We’ll start unpacking the notion of ‘non-parametric models’ with an excellent prototype:
Projecting data features into a high-dimensional space where a linear model can solve the task.
The kernel trick we play means we never have to write down the projection, nor solve for the associated high-dimensional parameter vector. The derivation starts in our comfort zone - linear regression - and cleanly delivers a non-parametric model capable of cheaply understanding difficult non-linear data.
In this section, we shall unpack this technique and inspect the various hyper-parameter and kernel functions that need to be selected for the problem at hand.
Figure 1. Relaxing a linear least-squares regression with the kernel trick allows for more general choices of predictive function.
Section 2: Support Vector Machines and They'll Support You.
One of the most powerful predictors and the cutting-edge of machine learning, before deep learning came along, Support Vector Machines are a valuable collection of models to keep in your toolkit. They can be applied to regression and classification tasks alike. Alongside the kernel trick, these become highly flexible, non-parametric machine learning algorithms that give unique insight to the most impactful data points in your training set; these are identified as support vectors.
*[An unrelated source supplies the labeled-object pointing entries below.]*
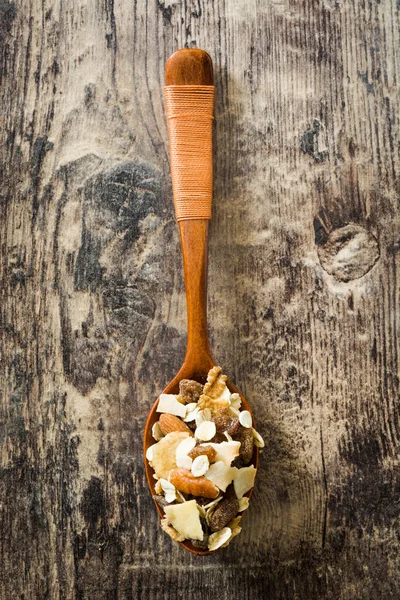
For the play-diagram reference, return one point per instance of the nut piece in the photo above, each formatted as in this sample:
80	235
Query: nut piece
246	439
184	481
205	450
164	453
169	423
216	394
177	537
223	513
226	422
189	390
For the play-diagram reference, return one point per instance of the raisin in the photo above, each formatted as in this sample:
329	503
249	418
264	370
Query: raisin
223	513
189	390
218	438
203	450
226	422
245	437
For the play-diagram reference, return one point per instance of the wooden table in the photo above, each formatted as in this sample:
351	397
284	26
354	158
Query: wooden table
304	290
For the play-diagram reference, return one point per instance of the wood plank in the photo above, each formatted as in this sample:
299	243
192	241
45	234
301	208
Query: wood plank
92	297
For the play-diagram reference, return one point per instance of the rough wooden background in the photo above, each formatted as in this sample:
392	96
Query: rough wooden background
303	292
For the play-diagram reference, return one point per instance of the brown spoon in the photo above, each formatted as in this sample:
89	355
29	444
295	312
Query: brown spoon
191	67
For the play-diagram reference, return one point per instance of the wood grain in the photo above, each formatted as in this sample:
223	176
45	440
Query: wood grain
92	296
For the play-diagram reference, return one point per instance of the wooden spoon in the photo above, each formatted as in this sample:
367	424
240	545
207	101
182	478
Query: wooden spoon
191	67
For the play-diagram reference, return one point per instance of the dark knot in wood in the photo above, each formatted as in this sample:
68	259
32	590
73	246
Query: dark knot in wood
348	252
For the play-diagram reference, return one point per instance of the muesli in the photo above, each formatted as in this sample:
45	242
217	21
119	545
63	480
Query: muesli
201	461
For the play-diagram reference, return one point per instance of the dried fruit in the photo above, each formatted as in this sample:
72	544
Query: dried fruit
217	539
169	404
189	390
235	529
246	439
205	431
169	423
203	450
223	513
226	422
164	453
244	480
177	537
185	518
184	481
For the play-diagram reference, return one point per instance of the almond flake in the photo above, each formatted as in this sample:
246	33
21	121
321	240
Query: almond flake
185	519
213	503
226	451
236	401
156	432
245	419
243	504
169	404
244	481
205	431
150	453
258	441
217	539
221	475
200	465
168	489
191	415
182	451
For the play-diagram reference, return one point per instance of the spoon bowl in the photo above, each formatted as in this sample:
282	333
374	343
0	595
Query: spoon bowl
192	67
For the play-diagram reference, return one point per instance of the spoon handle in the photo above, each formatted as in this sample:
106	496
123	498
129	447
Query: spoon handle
189	96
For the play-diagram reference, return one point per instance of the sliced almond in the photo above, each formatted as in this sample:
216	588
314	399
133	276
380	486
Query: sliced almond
168	489
205	431
245	419
200	465
236	401
182	451
226	451
169	404
192	415
221	475
244	480
156	432
150	453
217	539
258	441
243	504
185	519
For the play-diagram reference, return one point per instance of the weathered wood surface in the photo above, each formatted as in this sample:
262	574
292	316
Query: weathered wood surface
303	292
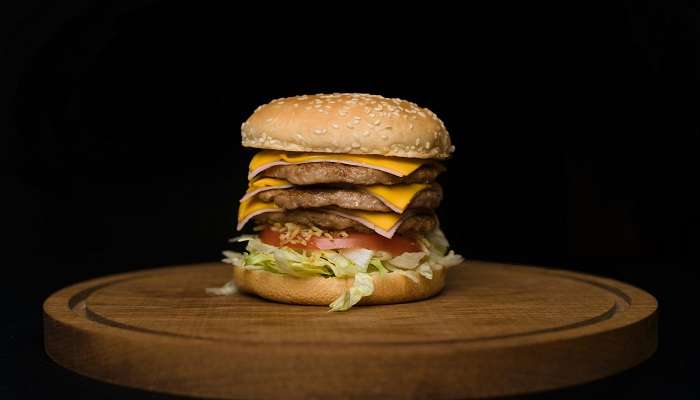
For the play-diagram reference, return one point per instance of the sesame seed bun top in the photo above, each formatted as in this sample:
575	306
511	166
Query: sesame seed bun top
347	123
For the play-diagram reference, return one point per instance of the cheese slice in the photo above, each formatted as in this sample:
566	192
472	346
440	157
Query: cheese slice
252	207
398	166
396	197
259	185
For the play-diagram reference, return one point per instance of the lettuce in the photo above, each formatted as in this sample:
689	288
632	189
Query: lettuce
362	286
408	260
346	263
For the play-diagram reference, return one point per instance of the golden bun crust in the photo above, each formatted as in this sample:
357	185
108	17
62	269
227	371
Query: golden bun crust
349	123
390	288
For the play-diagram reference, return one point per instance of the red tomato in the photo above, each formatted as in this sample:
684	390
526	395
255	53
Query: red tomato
355	240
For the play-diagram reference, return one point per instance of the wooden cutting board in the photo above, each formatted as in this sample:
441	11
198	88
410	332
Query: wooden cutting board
495	330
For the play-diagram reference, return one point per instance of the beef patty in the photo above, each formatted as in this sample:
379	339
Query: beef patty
329	172
415	223
294	198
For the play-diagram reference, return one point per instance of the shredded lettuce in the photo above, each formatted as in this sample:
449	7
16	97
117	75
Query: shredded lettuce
346	263
408	260
363	285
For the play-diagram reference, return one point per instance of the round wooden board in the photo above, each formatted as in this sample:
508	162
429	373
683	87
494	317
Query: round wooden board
495	330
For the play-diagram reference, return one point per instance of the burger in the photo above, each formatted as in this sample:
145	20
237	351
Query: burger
341	197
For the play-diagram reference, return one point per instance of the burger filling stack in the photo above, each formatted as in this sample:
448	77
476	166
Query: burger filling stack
341	198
We shall examine support vector machines for a range of tasks and visualise how support vectors may be identified within the model. Crucially, support vector machines are able to sparsify a dataset of many samples though selecting only those necessary to generate a predictive model.
Figure 2. A linear SVM vs. a non-parametric 'kernel' SVM for predicting decision boundaries.
Section 3: Branch Out With Decision Trees.
If we want machines to think, shouldn't we apply some introspection first? How do we sift through information and make decisions? Consider a simple decision: "I'll cycle tomorrow, but only if the forecast is 60% likely to be dry". Based on what data? Weather forecasts. We choose our threshold (60%) and act accordingly in one of two ways. Of course, once taking the cycling option one may have many more decisions to make. What you'll see in this section is that a machine that can think in this way can very quickly and easily find optimal choices among a vast amount of data.
This is the basis of (dare I say "roots of") a decision tree. In this section, we shall unearth the mechanism by which they work and demonstrate their utility on a variety of problems. We'll discuss their pros and cons. Importantly, these simple models can be used as components of very effective models described in the next sections.
Section 4: Democracy Amongst Models with Ensembles.
When machine learning models such as the decision tree act alone they are vulnerable to over fitting to the original data they are shown. We know from experience that a fresh pair of eyes on a problem can help give new insight. So why not introduce more machine learning models to help each other out: an ensemble.
But how can ensembles of models give sensible predictions? How do we encode democracy? And, crucially, how can we deploy this technique to reduce over-fitting and improve model generalisation?
We shall answer these questions throughout this section whilst focussing on a typical ensemble technique: Random forests.
Figure 3. Overfitting in a decision tree can be interpolated by deploying a random forest.
Give Yourself a Gradient Boost.
Ensembles act as vast populations of independent models which participate in a democratic process to make advanced predictions.
But what if a collection of models all worked together from the start? One such technique, the jewel in the crown of our course, is known as 'Gradient Boosting'. Instead of all models predicting the target, each learns the error given in the previous. This means we can use far smaller models all working toward a common goal: reducing the error in our system.
In practice, this technique frequently outperforms all others. Perhaps the most successful tool in our toolbox is an advanced application of gradient boosting: XGBoost. In this section, we shall explore the ins and outs of gradient boosting as a technique as well as the application of XGBoost in the wild.